On the field, the game has changed. We can debate how much this is actually apparent when watching any given contest, but you can’t deny that baseball is different. More homers. Lots more strikeouts. Fewer singles. Longer games. But is it that different? Has the rate of change in these areas and others actually accelerated?
To put a little bow on the 2010s, that’s the line of inquiry we’ll follow today. Using league-level statistics from baseball-reference.com, I sliced per-decade numbers into as many different shapes as I could conjure. These are some of the highlights, shared in the form of a kind of All-Decade team, but one that features players who embody some of the changes we’ve seen.

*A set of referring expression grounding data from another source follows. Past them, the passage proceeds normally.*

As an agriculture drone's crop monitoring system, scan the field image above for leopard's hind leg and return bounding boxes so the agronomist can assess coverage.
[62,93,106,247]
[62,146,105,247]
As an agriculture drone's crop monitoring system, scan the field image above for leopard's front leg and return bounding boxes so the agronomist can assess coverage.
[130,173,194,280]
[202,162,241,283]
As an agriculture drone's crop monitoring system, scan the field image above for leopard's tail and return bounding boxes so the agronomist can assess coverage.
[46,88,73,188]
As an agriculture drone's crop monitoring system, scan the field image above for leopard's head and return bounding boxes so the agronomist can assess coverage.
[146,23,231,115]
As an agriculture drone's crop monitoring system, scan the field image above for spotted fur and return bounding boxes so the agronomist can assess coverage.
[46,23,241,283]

Before we jump into that, there is a general observation to be made about these data. While we’re at record levels (high and lows) in several categories, there is no category in which the game has transmogrified over the last 10-year period. The rate of change varies by category, but the shifts mostly tell a longer story about how baseball has continuously evolved over the last 150 years. We’ll touch on that.
The 2010s were also very much a tale of two decades, with metrics in a few areas looking quite different from the first half of the decade to the second. As we compare the decade overall to those that came before, we’ll keep an eye out for some of the startling numbers that have come out of the last half-decade of play.
For the members of my all-decade team, you’ll notice a reference to “Decade Index.” This refers to an ad hoc version of my Awards Index formula, created for this piece. Like AX, the number represents how much better the player is as compared to the average player, based on a mash-up of leading metrics. The number represents how many standard deviations the player was above or below the overall player pool.